Department of Mathematics and Statistics, University of Ottawa, Ottawa, Canada.
Department of Computer Science, Université de Sherbrooke, Sherbrooke, Canada.
Bioinformatics. 2018 Jul 1;34(13):i366-i375. doi: 10.1093/bioinformatics/bty242.
When gene duplication occurs, one of the copies may become free of selective pressure and evolve at an accelerated pace. This has important consequences on the prediction of orthology relationships, since two orthologous genes separated by divergence after duplication may differ in both sequence and function. In this work, we make the distinction between the primary orthologs, which have not been affected by accelerated mutation rates on their evolutionary path, and the secondary orthologs, which have. Similarity-based prediction methods will tend to miss secondary orthologs, whereas phylogeny-based methods cannot separate primary and secondary orthologs. However, both types of orthology have applications in important areas such as gene function prediction and phylogenetic reconstruction, motivating the need for methods that can distinguish the two types.
We formalize the notion of divergence after duplication and provide a theoretical basis for the inference of primary and secondary orthologs. We then put these ideas to practice with the Hybrid Prediction of Paralogs and Orthologs (HyPPO) framework, which combines ideas from both similarity and phylogeny approaches. We apply our method to simulated and empirical datasets and show that we achieve superior accuracy in predicting primary orthologs, secondary orthologs and paralogs.
HyPPO is a modular framework with a core developed in Python and is provided with a variety of C++ modules. The source code is available at https://github.com/manuellafond/HyPPO.

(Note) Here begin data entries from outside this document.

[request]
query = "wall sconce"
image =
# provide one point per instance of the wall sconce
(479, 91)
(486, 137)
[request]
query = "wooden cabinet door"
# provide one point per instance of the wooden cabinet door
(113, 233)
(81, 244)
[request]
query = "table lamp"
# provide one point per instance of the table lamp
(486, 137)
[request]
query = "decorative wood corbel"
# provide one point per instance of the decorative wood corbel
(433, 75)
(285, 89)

Supplementary data are available at Bioinformatics online.
当基因发生复制时,其中一个副本可能会摆脱选择压力,以更快的速度进化。这对同源关系预测有重要影响,因为在复制后发生分歧而分离的两个直系同源基因在序列和功能上可能会有所不同。在这项工作中,我们区分了未受到进化过程中加速突变率影响的原始直系同源物和受到影响的次级直系同源物。基于相似性的预测方法往往会错过次级直系同源物,而基于系统发育的方法则无法区分原始和次级直系同源物。然而,这两种同源性都在基因功能预测和系统发育重建等重要领域有应用,这就需要有能够区分这两种同源性的方法。

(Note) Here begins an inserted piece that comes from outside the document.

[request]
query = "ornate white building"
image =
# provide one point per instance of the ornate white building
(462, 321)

我们形式化了复制后分歧的概念,并为推断原始和次级直系同源物提供了理论基础。然后,我们使用 Hybrid Prediction of Paralogs and Orthologs (HyPPO) 框架将这些想法付诸实践,该框架结合了相似性和系统发育方法的思想。我们将我们的方法应用于模拟和实证数据集,并表明我们在预测原始直系同源物、次级直系同源物和旁系同源物方面取得了更高的准确性。
HyPPO 是一个模块化框架,核心部分是用 Python 开发的,并提供了各种 C++模块。源代码可在 https://github.com/manuellafond/HyPPO 获得。
补充数据可在 Bioinformatics 在线获取。